Ashley Jackson
Based on first-hand interviews with more than 160 Taliban fighters and officials, as well as civilians, this paper examines how the Taliban govern the lives of Afghans living under their rule. Taliban governance is more coherent than ever before; high-level commissions govern sectors such as finance, health, education, justice and taxation, with clear chains of command and policies from the leadership based in Pakistan down to villages in Afghanistan.
Where the government and aid agencies provide public goods and services, the Taliban coopt and control them. Health and education in Taliban areas are a hybrid of NGO and state-provided services, operating according to Taliban rules.
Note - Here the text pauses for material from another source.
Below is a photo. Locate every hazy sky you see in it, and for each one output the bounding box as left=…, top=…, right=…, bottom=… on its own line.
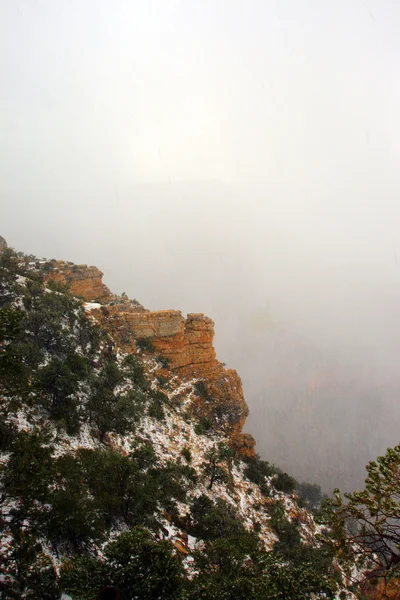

The Taliban also regulate utilities and communications, collecting on the bills of the state electricity company in at least eight of Afghanistan’s 34 provinces and controlling around a quarter of the country’s mobile phone coverage.
Justice provision has also become increasingly far-reaching. Taliban taxes either coopt Islamic finance concepts or mimic official state systems.
The reach of Taliban governance demonstrates that they do not have to formally occupy territory to control what happens within it. Governance does not come after the capture of territory, but precedes it. The Taliban’s influence on services and everyday life extends far beyond areas they can be said to control or contest. That the Taliban set the rules in vast swathes of the country is a reality with which few in the international community are willing to engage. While this research has significant implications for any future peace deal, the most urgent question is what can or should be done now to shape the rules for Afghans living under the Taliban.